Democratic presidential candidate Elizabeth Warren appeared to echo President Donald Trump on trade during Tuesday night’s debate.
Warren responded with arguments similar to those of Trump in response to a question on whether workers should be worried about losing their jobs to automation.
“The data show that we’ve had a lot of problems with losing jobs, but the principle reason has been bad trade policy,” Warren said. “The principle reason has been a bunch of corporations — giant, multinational corporations — who have been calling the shots on trade.”
“Giant, multinational corporations that have no loyalty to America,” Warren added. “They have no loyalty to American workers. They have no loyalty to American consumers. They have no loyalty to American communities. They are loyal only to their own bottom line. I have a plan to fix that.”
Warren explained that she plans to fix this through “accountable capitalism.”
“You want to have one of the giant corporations in America? Then, by golly, 40% of your board of directors should be elected by your employees,” Warren said. “That will make a difference.”
Warren’s rhetoric bears resemblances to Trump’s rhetoric on trade.
“Our workers’ loyalty was repaid with betrayal … Our politicians have aggressively pursued a policy of globalization — moving our jobs, our wealth and our factories to Mexico and overseas,” Trump said in 2016.

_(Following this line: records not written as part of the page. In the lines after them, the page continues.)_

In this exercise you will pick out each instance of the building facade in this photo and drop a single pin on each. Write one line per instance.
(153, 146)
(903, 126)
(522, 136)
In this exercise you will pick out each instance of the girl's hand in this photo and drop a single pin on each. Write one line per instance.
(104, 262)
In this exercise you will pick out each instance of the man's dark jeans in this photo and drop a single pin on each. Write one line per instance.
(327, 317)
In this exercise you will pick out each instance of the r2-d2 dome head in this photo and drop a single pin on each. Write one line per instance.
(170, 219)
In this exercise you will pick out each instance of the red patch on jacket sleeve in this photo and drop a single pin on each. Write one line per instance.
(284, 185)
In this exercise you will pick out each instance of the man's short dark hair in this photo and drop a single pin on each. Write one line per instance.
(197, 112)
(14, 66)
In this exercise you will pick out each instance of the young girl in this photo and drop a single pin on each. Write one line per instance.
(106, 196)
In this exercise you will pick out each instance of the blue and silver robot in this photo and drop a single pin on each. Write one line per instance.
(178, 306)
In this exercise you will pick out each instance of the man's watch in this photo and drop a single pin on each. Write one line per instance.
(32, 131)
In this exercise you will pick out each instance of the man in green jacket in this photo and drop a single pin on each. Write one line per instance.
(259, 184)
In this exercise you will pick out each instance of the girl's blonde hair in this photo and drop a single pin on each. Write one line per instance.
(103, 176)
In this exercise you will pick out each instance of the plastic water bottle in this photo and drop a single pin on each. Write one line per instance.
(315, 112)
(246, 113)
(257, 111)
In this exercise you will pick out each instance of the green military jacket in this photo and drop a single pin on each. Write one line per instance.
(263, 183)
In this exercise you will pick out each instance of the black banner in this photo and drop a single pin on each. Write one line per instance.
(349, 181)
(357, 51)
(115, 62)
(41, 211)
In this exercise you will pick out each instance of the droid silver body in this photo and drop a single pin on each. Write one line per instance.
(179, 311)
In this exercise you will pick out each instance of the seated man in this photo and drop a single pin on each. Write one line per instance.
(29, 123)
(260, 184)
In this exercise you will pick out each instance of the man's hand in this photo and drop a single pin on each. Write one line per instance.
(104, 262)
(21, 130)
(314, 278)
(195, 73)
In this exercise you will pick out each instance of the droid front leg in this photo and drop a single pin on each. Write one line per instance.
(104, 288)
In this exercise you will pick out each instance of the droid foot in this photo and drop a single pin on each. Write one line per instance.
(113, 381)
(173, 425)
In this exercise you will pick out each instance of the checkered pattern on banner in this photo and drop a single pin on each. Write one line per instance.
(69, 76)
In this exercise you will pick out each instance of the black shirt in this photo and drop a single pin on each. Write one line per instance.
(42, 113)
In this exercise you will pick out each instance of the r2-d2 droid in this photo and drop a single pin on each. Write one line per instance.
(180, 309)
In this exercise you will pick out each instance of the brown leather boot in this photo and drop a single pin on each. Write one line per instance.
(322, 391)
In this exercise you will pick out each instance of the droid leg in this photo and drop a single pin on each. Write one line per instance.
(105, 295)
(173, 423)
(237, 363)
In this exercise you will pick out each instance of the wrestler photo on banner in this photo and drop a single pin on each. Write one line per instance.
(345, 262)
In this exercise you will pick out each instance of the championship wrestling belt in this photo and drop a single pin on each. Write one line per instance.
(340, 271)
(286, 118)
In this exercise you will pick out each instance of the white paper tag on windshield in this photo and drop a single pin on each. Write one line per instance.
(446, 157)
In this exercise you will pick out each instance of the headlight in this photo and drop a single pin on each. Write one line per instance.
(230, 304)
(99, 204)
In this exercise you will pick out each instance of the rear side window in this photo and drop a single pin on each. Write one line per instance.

“This wave of globalization has wiped out our middle class,” Trump said on the 2016 campaign trail in Pennsylvania. “America became the world’s dominant economy by becoming the world’s dominant producer. The wealth this created was shared broadly, creating the biggest middle class the world had ever known. But then America changed its policy from promoting development in America, to promoting development in other nations.”